Implementing Semiclassical Szegedy Walks in Classical-Quantum Circuits for Homomorphic Encryption

TL;DR

This paper advances quantum homomorphic encryption by implementing semiclassical Szegedy walks in classical-quantum circuits, reducing key complexity and enabling efficient secure quantum data processing in cloud environments.

Contribution

It introduces a novel approach to quantum homomorphic encryption using semiclassical Szegedy walks, eliminating exponential key preparation and demonstrating practical implementation with simulations.

Findings

Efficient real-time key computation reduces complexity

Successful simulation of QHE for standard and semiclassical walks

Introduction of CQC-QHE library for circuit construction

Abstract

As cloud services continue to expand, the security of private data stored and processed in these environments has become paramount. This work delves into quantum homomorphic encryption (QHE), an emerging technology that facilitates secure computation on encrypted quantum data without revealing the underlying information. We reinterpret QHE schemes through classical-quantum circuits, enhancing efficiency and addressing previous limitations related to key computations. Our approach eliminates the need for exponential key preparation by calculating keys in real-time during simulation, leading to a linear complexity in classically controlled gates. We also investigate the $T/T^{\dagger}$-gate complexity associated with various quantum walks, particularly Szegedy quantum and semiclassical algorithms, demonstrating efficient homomorphic implementations across different graph structures. Our simulations, conducted in Qiskit, validate the effectiveness of QHE for both standard and semiclassical walks.
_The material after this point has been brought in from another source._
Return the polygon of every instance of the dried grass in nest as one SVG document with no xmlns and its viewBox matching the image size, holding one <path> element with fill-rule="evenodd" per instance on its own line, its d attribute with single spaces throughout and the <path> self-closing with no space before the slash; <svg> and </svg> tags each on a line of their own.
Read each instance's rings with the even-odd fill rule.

The rules for the homomorphic evaluation of the reset and intermediate measurement operations have also been included to perform the QHE of semiclassical walks. Additionally, we introduce the CQC-QHE library, a comprehensive tool that simplifies the construction and simulation of classical-quantum circuits tailored for quantum homomorphic encryption. Future work will focus on optimizing classical functions within this framework and exploring broader graph types to enhance QHE applications in practical scenarios.